Structure-Activity Relations of Successful Pharmacologic Chaperones for Rescue of Naturally Occurring and Manufactured Mutants of the Gonadotropin-Releasing Hormone Receptor

Abstract
We expressed a test system of wild-type (WT) rat (r) and human (h) gonadotropin-releasing hormone (GnRH) receptors (GnRHRs), including naturally occurring (13) and manufactured (five) “loss-of-function” mutants of the GnRHR. These were used to assess the ability of different GnRH peptidomimetics to rescue defective GnRHR mutants and determine their effect on the level of membrane expression of the WT receptors. Among the manufactured mutants were the shortest rGnRHR C-terminal truncation mutant that resulted in receptor loss-of-function (des325–327-rGnRHR), two nonfunctional deletion mutants (des237–241-rGnRHR and des260–265-rGnRHR), two nonfunctional Cys mutants (C229A-rGnRHR and C278A-rGnRHR); the naturally occurring mutants included all 13 full-length GnRHR point mutations reported to date that result in full or partial human hypogonadotropic hypogonadism.
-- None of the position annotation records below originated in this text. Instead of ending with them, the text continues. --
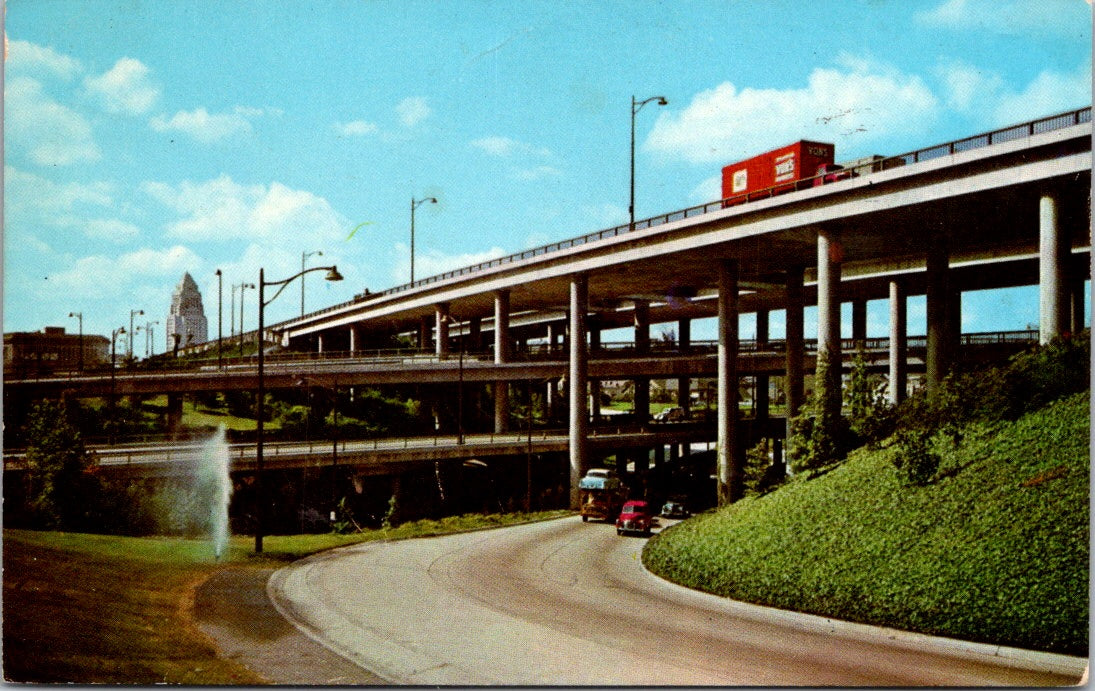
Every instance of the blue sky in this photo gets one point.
(143, 139)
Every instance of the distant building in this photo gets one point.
(186, 318)
(27, 354)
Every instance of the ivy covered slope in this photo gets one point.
(994, 549)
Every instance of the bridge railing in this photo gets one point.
(999, 136)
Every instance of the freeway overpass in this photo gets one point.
(1001, 208)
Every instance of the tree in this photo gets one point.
(62, 490)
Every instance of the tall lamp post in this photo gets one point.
(303, 256)
(242, 287)
(129, 352)
(220, 301)
(149, 341)
(260, 412)
(114, 340)
(635, 107)
(79, 315)
(414, 205)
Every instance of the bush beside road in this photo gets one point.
(994, 550)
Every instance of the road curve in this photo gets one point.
(563, 602)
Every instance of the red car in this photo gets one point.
(635, 517)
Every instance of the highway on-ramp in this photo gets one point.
(565, 602)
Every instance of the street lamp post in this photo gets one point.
(114, 340)
(242, 287)
(414, 205)
(129, 352)
(220, 301)
(260, 412)
(303, 256)
(635, 107)
(149, 341)
(79, 315)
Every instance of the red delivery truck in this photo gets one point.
(764, 172)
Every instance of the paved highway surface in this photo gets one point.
(564, 602)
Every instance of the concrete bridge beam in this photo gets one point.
(441, 327)
(1053, 254)
(899, 343)
(729, 470)
(830, 255)
(795, 330)
(642, 384)
(503, 347)
(576, 383)
(936, 287)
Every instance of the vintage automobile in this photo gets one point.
(672, 508)
(634, 518)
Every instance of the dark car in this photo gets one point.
(635, 517)
(675, 509)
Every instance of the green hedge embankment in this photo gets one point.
(994, 550)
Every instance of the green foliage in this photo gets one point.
(996, 550)
(818, 434)
(869, 415)
(761, 474)
(62, 490)
(913, 458)
(1028, 382)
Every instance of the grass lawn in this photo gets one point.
(103, 609)
(994, 550)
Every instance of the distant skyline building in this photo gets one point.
(187, 315)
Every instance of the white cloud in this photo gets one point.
(223, 210)
(1050, 92)
(112, 230)
(204, 126)
(413, 111)
(49, 133)
(30, 58)
(126, 88)
(856, 103)
(433, 262)
(1010, 16)
(355, 128)
(504, 147)
(539, 172)
(968, 88)
(100, 276)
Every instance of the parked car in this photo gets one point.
(635, 517)
(670, 415)
(675, 509)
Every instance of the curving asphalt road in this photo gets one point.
(564, 602)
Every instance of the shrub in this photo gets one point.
(915, 462)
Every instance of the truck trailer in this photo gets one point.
(774, 172)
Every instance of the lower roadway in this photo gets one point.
(566, 602)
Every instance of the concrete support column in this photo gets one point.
(729, 470)
(576, 380)
(936, 361)
(1052, 272)
(761, 398)
(899, 343)
(174, 414)
(473, 342)
(424, 333)
(684, 383)
(441, 329)
(1076, 321)
(830, 255)
(860, 322)
(503, 349)
(795, 330)
(642, 384)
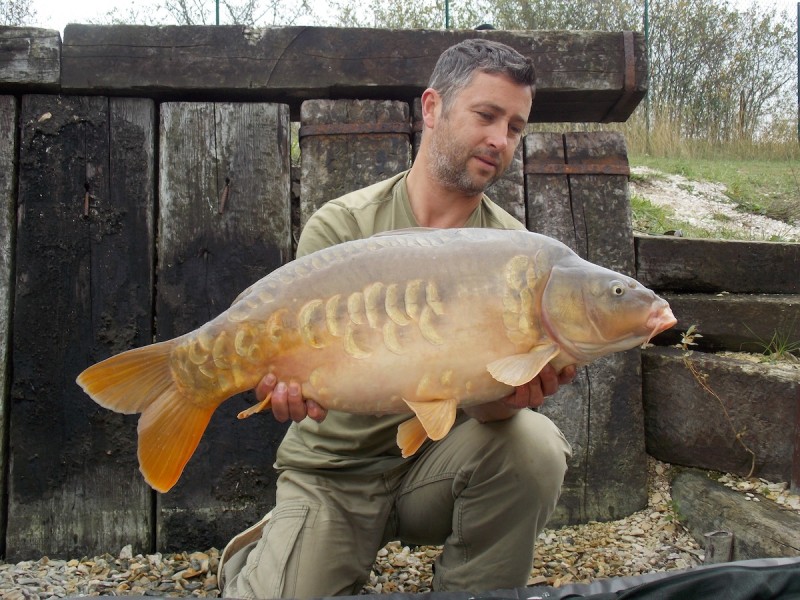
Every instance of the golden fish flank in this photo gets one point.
(339, 325)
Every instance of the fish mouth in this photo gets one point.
(659, 320)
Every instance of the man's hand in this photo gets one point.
(287, 400)
(530, 395)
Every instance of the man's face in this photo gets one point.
(473, 143)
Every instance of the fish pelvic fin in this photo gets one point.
(170, 425)
(410, 436)
(519, 369)
(436, 417)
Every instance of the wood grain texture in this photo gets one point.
(83, 291)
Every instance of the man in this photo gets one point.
(485, 490)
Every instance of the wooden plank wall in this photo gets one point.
(224, 222)
(83, 291)
(572, 198)
(8, 157)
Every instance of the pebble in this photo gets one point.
(650, 540)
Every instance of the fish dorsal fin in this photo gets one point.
(410, 436)
(435, 416)
(519, 369)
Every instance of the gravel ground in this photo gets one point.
(650, 540)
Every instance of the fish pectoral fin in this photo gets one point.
(435, 416)
(260, 407)
(410, 436)
(519, 369)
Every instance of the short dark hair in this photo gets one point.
(457, 64)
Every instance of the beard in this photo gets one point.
(448, 164)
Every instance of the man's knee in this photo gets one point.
(529, 448)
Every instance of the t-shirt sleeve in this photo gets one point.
(331, 224)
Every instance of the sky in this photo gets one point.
(55, 14)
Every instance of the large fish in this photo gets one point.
(419, 321)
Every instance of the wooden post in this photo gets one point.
(576, 189)
(83, 292)
(349, 144)
(8, 184)
(223, 224)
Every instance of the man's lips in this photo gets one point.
(487, 160)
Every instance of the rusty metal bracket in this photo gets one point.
(595, 167)
(355, 128)
(629, 78)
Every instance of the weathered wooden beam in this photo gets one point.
(752, 404)
(582, 75)
(30, 59)
(224, 210)
(349, 144)
(760, 529)
(735, 322)
(601, 414)
(693, 265)
(8, 186)
(83, 292)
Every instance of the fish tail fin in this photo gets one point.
(170, 425)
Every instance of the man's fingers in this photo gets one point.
(548, 381)
(265, 386)
(279, 404)
(294, 399)
(567, 375)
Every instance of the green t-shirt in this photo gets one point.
(362, 443)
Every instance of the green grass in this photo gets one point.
(765, 187)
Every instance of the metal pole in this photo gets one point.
(649, 68)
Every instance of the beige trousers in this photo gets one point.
(484, 492)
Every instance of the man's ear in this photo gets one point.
(431, 107)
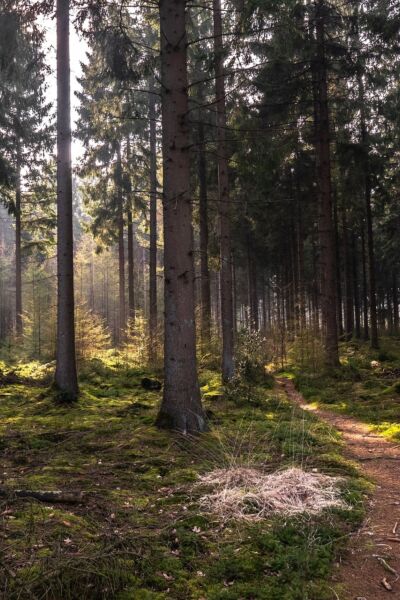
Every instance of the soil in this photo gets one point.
(368, 570)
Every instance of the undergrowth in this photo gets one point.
(140, 534)
(367, 384)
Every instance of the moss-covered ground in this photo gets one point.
(139, 534)
(366, 386)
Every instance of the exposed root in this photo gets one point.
(250, 494)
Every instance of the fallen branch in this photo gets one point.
(45, 496)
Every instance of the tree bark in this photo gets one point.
(325, 220)
(181, 407)
(153, 228)
(121, 248)
(365, 286)
(131, 267)
(338, 274)
(356, 291)
(66, 380)
(224, 201)
(395, 297)
(368, 216)
(18, 263)
(205, 293)
(349, 308)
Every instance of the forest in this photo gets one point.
(199, 299)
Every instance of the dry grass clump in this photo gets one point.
(249, 494)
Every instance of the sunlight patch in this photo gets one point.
(249, 494)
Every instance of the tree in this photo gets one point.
(224, 201)
(181, 407)
(66, 380)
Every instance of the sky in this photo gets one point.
(78, 48)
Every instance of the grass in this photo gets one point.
(366, 386)
(140, 534)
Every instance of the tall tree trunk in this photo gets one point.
(368, 215)
(130, 237)
(18, 263)
(153, 227)
(252, 286)
(224, 200)
(349, 308)
(325, 221)
(357, 314)
(65, 376)
(181, 407)
(205, 292)
(131, 267)
(338, 273)
(365, 285)
(121, 249)
(395, 297)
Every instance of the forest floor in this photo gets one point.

The 10 peptidomimetics assessed as potential rescue molecules (“pharmacoperones”) are from three differing chemical pedigrees (indoles, quinolones, and erythromycin-derived macrolides) and were originally developed as GnRH peptidomimetic antagonists. These structures were selected for this study because of their predicted ability to permeate the cell membrane and interact with a defined affinity with the GnRH receptor. All peptidomimetics studied with an IC50 value (for hGnRHR) ≤2.3 nM had measurable efficacy in rescuing GnRHR mutants, and within a single chemical class, this ability correlated to these IC50 values. Erythromycin-derived macrolides with IC50 values as high as 669.5 nM showed efficacy as rescue compounds. The ability to rescue a particular receptor was a reasonable predictor of the ability to rescue others, even across species lines, although particular mutants could not be rescued by any of the drugs tested.